Coming with the new century, integration of computer technology into medical practice has enabled
scientists to collect massive volumes of electronic health records (EHR) and, in the meantime, deep
learning has been developed as the major tool of massive data analysis. However, the EHR data are
heterogeneous [varied much for different groups of patients] and fragmented [consisting of a high
proportion of missing values], which poses a significant barrier to the applicability and generalizability of
current deep neural networks. This project aims to build a health prediction system based on a new type
of stochastic neural network (StoNet) with massive, heterogeneous, and fragmented data, while
considering integration of the omics, imaging and EHR data in training the system. The StoNet is
formulated as a composition of many simple regressions; it is asymptotically equivalent to the deep neural
network (DNN) in function approximation as the training sample size becomes large, but its structure is
more flexible for dealing with the complexity of EHR data. The StoNet is trained by an adaptive stochastic
gradient Markov chain Monte Carlo (MCMC) algorithm. By leveraging on the flexible structure of the
StoNet and the sophisticated adaptive stochastic gradient MCMC algorithm, this project provides a
rigorous statistical framework for deep learning with massive, heterogeneous and fragmented EHR data.

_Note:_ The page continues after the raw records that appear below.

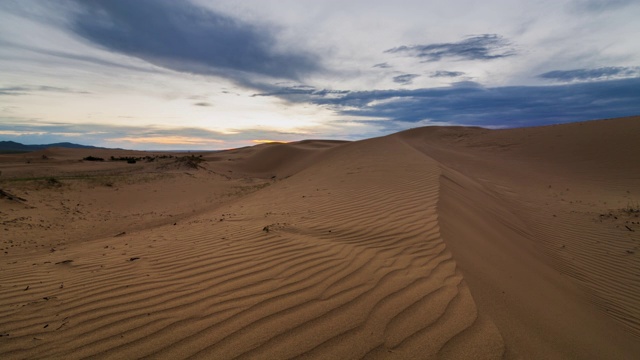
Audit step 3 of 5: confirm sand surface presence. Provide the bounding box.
[0,117,640,359]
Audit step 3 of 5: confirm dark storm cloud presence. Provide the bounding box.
[429,70,464,77]
[393,74,420,85]
[385,34,516,61]
[73,0,319,79]
[309,78,640,127]
[538,66,640,82]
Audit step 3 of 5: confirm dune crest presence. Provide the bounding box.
[0,118,640,359]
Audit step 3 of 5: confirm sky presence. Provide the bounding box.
[0,0,640,150]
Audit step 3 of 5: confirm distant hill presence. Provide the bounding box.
[0,141,104,153]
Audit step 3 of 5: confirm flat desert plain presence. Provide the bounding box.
[0,117,640,359]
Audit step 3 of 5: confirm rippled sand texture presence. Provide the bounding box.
[0,118,640,359]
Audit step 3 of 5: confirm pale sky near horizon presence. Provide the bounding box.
[0,0,640,150]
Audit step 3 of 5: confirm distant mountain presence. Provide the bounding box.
[0,141,104,153]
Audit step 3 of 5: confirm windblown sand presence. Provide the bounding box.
[0,117,640,359]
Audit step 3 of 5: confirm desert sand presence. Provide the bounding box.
[0,117,640,359]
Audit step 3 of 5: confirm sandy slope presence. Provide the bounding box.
[0,118,640,359]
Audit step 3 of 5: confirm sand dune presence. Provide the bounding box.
[0,118,640,359]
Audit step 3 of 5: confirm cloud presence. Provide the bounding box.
[309,78,640,127]
[373,63,391,69]
[393,74,420,85]
[570,0,636,12]
[0,85,91,96]
[0,86,31,96]
[0,117,339,150]
[429,70,464,77]
[538,66,640,82]
[72,0,319,79]
[385,34,516,61]
[193,101,213,107]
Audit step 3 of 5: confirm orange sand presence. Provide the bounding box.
[0,117,640,359]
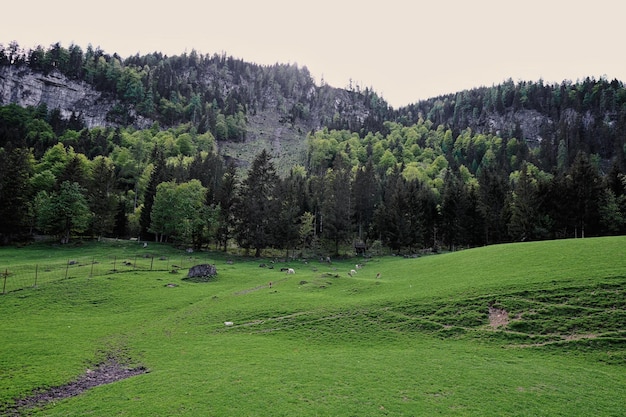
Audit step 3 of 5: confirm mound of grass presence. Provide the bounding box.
[0,237,626,416]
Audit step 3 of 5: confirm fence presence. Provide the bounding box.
[0,255,197,294]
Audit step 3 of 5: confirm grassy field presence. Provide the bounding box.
[0,237,626,416]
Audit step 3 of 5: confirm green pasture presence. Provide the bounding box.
[0,237,626,416]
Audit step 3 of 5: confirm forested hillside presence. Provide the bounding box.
[0,43,626,254]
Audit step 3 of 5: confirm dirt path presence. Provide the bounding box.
[0,360,149,417]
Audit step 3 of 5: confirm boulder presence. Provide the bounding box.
[187,264,217,279]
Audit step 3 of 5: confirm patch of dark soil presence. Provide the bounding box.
[0,360,149,417]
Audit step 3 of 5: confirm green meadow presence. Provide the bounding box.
[0,237,626,417]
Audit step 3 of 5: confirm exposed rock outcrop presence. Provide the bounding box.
[0,66,116,128]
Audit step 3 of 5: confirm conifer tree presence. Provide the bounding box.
[236,149,278,257]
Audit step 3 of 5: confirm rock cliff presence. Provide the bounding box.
[0,66,116,128]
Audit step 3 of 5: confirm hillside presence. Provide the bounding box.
[0,237,626,417]
[0,44,626,171]
[0,44,626,250]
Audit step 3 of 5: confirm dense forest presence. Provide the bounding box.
[0,43,626,256]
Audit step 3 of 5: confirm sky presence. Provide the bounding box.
[0,0,626,108]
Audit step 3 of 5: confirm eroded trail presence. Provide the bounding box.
[0,360,149,417]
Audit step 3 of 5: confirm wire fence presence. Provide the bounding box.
[0,255,198,294]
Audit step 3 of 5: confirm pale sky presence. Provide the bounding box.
[0,0,626,108]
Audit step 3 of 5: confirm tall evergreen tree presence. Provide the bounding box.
[353,159,379,241]
[215,163,237,252]
[321,154,352,254]
[0,147,33,244]
[139,146,170,240]
[87,156,116,237]
[236,149,278,257]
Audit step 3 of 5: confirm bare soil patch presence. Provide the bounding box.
[0,360,149,417]
[489,307,509,329]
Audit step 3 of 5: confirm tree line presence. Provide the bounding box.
[0,105,626,255]
[0,42,389,136]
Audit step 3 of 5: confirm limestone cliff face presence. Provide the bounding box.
[0,66,115,128]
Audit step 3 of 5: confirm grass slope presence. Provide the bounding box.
[0,237,626,416]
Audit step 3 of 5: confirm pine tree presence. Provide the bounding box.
[236,149,278,257]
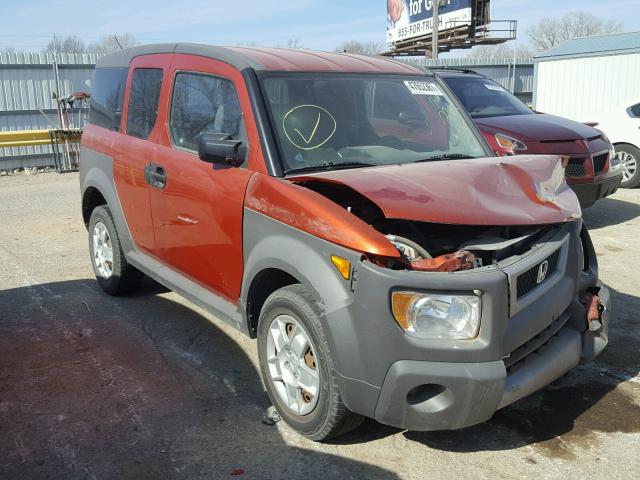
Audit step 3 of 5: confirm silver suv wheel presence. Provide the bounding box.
[266,315,320,416]
[92,222,113,279]
[616,152,638,182]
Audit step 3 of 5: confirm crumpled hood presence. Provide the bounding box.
[289,155,581,226]
[474,113,600,142]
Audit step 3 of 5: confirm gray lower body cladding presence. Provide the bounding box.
[245,210,609,430]
[81,153,609,430]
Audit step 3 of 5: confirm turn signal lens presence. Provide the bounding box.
[331,255,351,280]
[496,133,527,152]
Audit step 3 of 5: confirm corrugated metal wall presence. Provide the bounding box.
[0,53,97,169]
[534,53,640,122]
[420,58,533,103]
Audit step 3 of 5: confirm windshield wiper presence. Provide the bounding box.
[284,162,378,175]
[413,153,478,163]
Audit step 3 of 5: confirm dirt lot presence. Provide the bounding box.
[0,173,640,480]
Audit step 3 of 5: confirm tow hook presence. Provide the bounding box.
[580,288,604,332]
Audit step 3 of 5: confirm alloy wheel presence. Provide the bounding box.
[616,152,638,182]
[266,315,320,416]
[92,222,113,279]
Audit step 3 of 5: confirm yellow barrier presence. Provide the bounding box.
[0,130,51,148]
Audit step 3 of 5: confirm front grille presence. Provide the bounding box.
[517,249,560,299]
[502,312,569,373]
[593,153,609,175]
[565,158,587,177]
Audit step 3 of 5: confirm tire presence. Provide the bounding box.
[258,284,364,441]
[615,143,640,188]
[89,205,144,296]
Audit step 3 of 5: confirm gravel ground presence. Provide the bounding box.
[0,173,640,480]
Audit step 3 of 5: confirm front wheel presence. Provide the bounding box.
[615,144,640,188]
[89,205,144,295]
[258,285,363,441]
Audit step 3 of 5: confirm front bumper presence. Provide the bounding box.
[569,174,622,208]
[326,223,610,430]
[375,287,610,431]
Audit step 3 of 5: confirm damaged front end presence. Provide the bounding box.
[291,157,581,272]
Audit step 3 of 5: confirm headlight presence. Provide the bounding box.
[496,133,527,152]
[391,292,481,340]
[609,145,622,172]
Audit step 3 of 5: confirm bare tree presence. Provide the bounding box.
[44,36,87,53]
[466,43,535,60]
[527,11,622,52]
[88,33,138,53]
[334,40,386,55]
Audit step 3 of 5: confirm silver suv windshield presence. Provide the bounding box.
[262,73,487,173]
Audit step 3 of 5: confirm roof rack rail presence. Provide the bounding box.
[426,65,481,75]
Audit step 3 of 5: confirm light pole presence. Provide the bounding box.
[431,0,440,61]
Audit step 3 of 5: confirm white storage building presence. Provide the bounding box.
[533,32,640,122]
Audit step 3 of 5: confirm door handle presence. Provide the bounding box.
[144,163,167,190]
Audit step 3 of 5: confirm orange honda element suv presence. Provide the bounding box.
[80,43,610,440]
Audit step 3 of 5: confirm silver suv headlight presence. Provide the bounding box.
[609,145,622,172]
[391,291,482,340]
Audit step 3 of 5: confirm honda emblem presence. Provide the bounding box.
[538,260,549,284]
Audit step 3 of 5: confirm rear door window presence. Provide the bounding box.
[169,72,244,150]
[89,68,128,131]
[127,68,162,139]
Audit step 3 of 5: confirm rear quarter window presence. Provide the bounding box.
[89,68,128,131]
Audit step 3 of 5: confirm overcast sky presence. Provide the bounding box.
[0,0,640,51]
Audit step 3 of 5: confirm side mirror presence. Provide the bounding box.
[113,110,122,132]
[198,133,247,167]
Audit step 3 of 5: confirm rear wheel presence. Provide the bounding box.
[258,285,363,441]
[89,205,144,295]
[615,144,640,188]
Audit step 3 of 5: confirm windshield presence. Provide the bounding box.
[262,73,487,173]
[443,77,533,118]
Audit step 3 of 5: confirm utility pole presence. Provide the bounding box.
[431,0,440,60]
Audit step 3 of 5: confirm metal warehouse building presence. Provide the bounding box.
[533,32,640,122]
[0,53,98,170]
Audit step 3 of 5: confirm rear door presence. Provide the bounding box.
[113,55,171,253]
[151,54,259,301]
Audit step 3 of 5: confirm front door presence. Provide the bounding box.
[151,54,257,301]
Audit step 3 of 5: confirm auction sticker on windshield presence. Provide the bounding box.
[404,80,442,95]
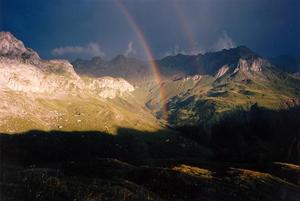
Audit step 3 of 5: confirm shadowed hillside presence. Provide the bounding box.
[0,105,300,201]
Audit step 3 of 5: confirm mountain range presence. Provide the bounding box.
[0,32,300,132]
[0,32,300,201]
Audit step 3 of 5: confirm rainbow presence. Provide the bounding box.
[115,0,168,120]
[172,0,197,50]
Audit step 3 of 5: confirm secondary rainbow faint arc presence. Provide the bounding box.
[172,0,197,50]
[115,0,168,120]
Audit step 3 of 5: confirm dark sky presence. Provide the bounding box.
[0,0,300,59]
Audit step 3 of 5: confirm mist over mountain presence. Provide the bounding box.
[0,32,300,201]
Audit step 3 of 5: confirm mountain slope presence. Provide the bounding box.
[0,32,161,133]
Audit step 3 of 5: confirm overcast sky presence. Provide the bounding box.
[0,0,300,60]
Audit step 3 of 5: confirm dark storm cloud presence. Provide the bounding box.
[0,0,300,59]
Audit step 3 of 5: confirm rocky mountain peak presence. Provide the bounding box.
[0,32,40,62]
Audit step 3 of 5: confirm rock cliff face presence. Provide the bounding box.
[0,32,134,98]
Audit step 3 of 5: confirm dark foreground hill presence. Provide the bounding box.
[0,106,300,201]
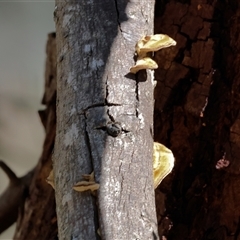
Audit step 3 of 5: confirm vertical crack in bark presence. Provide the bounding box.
[114,0,122,32]
[135,74,139,118]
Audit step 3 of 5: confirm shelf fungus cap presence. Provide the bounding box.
[130,57,158,74]
[153,142,175,189]
[139,34,177,53]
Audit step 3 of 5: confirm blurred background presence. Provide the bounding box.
[0,0,55,240]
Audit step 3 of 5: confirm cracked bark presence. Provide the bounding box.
[54,0,158,240]
[154,0,240,240]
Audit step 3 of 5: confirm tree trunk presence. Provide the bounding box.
[1,0,240,240]
[54,0,158,240]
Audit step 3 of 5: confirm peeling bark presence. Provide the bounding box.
[54,0,158,240]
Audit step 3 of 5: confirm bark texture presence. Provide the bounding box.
[154,0,240,240]
[54,0,158,240]
[14,34,58,240]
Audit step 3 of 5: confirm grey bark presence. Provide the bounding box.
[54,0,158,240]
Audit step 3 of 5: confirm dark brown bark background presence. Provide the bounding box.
[154,0,240,240]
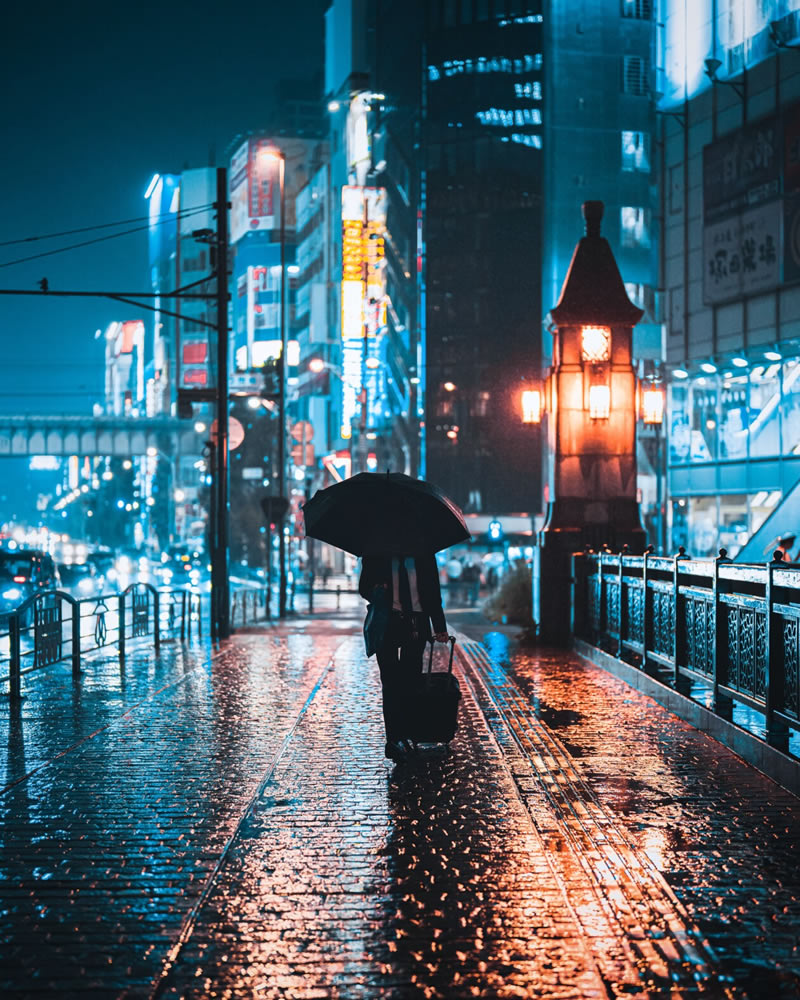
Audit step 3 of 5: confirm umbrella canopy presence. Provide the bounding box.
[303,472,470,556]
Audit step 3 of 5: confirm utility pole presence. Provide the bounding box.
[277,152,288,618]
[211,167,231,639]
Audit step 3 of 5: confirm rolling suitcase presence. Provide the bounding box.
[409,635,461,743]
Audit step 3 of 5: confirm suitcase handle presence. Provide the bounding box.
[424,635,456,676]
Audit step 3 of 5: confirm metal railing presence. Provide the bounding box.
[0,583,202,699]
[572,548,800,749]
[231,587,270,628]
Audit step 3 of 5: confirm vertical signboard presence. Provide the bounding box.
[341,185,366,439]
[703,116,783,304]
[230,139,280,243]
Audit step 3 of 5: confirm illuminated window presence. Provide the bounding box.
[581,326,611,363]
[589,385,611,420]
[621,132,650,174]
[472,392,490,417]
[619,205,650,249]
[622,56,650,97]
[622,0,653,21]
[436,397,453,417]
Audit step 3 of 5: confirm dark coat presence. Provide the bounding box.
[358,555,447,632]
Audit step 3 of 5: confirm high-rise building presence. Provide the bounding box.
[655,0,800,561]
[326,0,661,528]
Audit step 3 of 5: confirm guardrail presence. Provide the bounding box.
[572,548,800,749]
[0,583,202,700]
[231,587,270,628]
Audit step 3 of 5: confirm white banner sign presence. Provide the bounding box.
[703,201,783,303]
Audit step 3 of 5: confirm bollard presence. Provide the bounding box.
[70,601,81,678]
[8,613,22,702]
[117,594,125,663]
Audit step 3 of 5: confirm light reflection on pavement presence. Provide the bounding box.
[0,613,800,1000]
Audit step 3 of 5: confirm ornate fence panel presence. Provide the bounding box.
[0,583,201,700]
[573,549,800,746]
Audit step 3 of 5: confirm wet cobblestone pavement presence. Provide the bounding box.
[0,614,800,1000]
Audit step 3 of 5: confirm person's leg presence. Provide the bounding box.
[376,615,403,743]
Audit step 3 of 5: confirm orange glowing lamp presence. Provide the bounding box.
[589,382,611,420]
[642,386,664,425]
[522,389,542,424]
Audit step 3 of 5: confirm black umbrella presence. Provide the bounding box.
[303,472,470,556]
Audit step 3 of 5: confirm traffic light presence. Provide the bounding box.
[260,495,289,524]
[488,521,503,542]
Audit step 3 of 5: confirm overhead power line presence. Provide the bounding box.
[0,203,214,247]
[0,206,216,267]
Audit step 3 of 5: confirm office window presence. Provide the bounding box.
[622,56,650,97]
[619,205,650,249]
[622,132,650,174]
[622,0,653,21]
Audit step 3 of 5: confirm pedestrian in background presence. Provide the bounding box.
[775,535,795,562]
[445,556,464,607]
[358,555,448,763]
[461,562,481,608]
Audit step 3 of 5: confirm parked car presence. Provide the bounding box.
[0,549,61,622]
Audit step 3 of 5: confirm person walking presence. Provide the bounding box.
[358,555,449,763]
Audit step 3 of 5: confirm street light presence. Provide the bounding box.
[258,149,286,618]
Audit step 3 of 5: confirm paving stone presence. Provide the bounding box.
[0,613,800,1000]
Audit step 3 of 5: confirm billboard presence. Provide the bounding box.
[703,201,783,302]
[703,116,781,223]
[341,185,386,439]
[230,139,281,243]
[703,115,791,305]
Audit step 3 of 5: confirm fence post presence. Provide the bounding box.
[764,556,789,751]
[597,549,608,639]
[570,545,589,638]
[672,545,686,691]
[69,601,81,677]
[711,549,733,719]
[8,612,22,702]
[642,545,653,673]
[118,591,125,663]
[617,545,628,660]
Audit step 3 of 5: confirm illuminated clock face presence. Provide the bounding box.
[581,326,611,362]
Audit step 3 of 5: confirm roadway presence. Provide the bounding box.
[0,598,800,1000]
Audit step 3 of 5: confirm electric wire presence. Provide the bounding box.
[0,202,214,247]
[0,208,216,268]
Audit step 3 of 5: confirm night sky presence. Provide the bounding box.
[0,0,329,413]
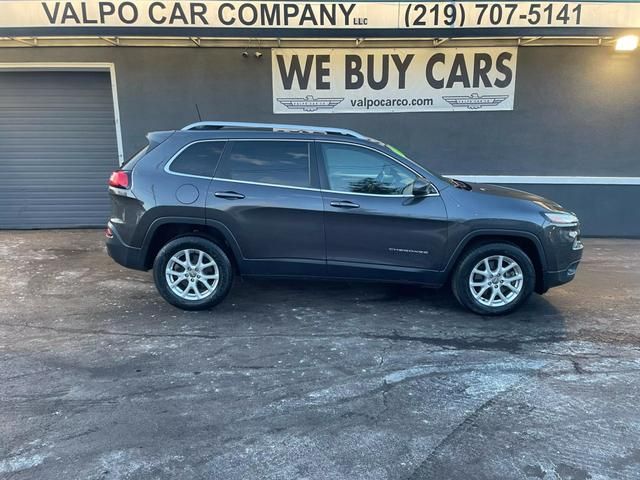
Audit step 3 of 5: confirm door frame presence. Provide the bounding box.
[0,62,124,165]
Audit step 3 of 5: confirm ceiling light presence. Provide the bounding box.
[616,35,638,52]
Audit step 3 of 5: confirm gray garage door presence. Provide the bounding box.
[0,71,118,228]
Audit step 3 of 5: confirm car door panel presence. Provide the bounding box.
[317,142,447,283]
[207,141,326,275]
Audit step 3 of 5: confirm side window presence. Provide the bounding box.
[320,143,417,195]
[169,141,226,177]
[216,140,311,187]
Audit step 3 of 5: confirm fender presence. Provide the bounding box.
[444,229,547,275]
[140,217,244,261]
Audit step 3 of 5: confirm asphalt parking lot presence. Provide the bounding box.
[0,230,640,480]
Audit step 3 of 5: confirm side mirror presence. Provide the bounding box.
[411,178,435,197]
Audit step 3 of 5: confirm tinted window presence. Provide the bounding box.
[216,140,311,187]
[320,143,416,195]
[169,142,225,177]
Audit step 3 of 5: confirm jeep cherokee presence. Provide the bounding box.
[107,122,582,315]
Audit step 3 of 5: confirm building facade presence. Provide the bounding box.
[0,1,640,236]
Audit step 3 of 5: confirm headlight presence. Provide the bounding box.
[542,212,578,227]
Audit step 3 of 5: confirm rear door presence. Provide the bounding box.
[317,142,447,283]
[207,140,325,275]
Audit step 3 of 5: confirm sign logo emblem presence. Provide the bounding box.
[277,95,344,112]
[442,93,509,110]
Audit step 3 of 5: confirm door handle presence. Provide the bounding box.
[214,192,244,200]
[331,200,360,208]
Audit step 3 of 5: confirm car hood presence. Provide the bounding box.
[456,182,565,211]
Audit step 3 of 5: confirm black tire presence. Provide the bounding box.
[451,243,536,315]
[153,237,233,310]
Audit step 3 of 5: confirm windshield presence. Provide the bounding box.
[380,139,454,185]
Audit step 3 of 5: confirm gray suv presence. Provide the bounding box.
[107,122,582,315]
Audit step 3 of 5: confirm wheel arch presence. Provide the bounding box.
[142,217,242,273]
[445,230,547,294]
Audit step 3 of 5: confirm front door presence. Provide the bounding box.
[317,142,447,283]
[207,140,325,275]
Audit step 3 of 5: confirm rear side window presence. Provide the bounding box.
[169,142,225,177]
[216,140,311,187]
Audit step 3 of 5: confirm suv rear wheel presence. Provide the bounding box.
[153,237,233,310]
[451,243,536,315]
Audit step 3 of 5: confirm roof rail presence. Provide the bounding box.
[182,122,368,140]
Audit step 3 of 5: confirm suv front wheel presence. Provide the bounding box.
[153,237,233,310]
[451,243,536,315]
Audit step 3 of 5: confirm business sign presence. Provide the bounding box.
[0,0,640,31]
[271,47,517,113]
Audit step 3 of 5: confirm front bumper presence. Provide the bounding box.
[106,223,149,271]
[543,225,584,292]
[544,260,580,290]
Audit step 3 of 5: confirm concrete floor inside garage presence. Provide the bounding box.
[0,230,640,480]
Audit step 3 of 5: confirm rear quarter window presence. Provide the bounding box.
[216,140,311,187]
[169,141,226,178]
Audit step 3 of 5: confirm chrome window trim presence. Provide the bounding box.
[316,139,440,198]
[164,138,440,198]
[212,177,322,192]
[164,138,228,180]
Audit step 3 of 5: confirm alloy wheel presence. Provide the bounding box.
[469,255,524,307]
[165,248,220,301]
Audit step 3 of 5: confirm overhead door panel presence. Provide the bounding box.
[0,71,118,228]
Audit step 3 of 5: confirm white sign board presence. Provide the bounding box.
[0,0,640,30]
[272,47,517,113]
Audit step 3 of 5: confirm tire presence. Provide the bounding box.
[153,237,233,310]
[451,243,536,315]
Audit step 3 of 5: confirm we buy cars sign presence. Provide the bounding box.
[272,47,518,113]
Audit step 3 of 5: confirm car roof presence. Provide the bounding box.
[156,121,385,146]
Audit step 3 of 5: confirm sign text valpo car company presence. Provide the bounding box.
[272,47,517,113]
[0,0,640,29]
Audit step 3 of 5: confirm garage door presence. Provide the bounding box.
[0,72,118,228]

We show that the StoNet forms a bridge from linear models to deep learning, enabling many of the theory
and methods developed for linear models to be transferred to deep learning. In particular, we show the
sparse learning theory developed for linear models with the Lasso penalty can be transferred to the
StonNet, leading to an innovative consistent sparse deep learning method; we address the data
heterogeneity issue by replacing each regression of the first hidden layer of the StoNet by a mixture
regression; and we address the missing data issue by training the StoNet with an adaptive stochastic
gradient MCMC algorithm where the missing data are imputed as for a linear model with multiple
imputation methods. The Markovian structure of the StoNet enables the network parameters to be locally
learned with fragmented data and leads to an innovative way for nonlinear sufficient dimension reduction
of high-dimensional data, facilitating integration of different types of data in StoNet training. We also show
the prediction uncertainty of the StoNet can be easily quantified with a recursive application of Eve's law.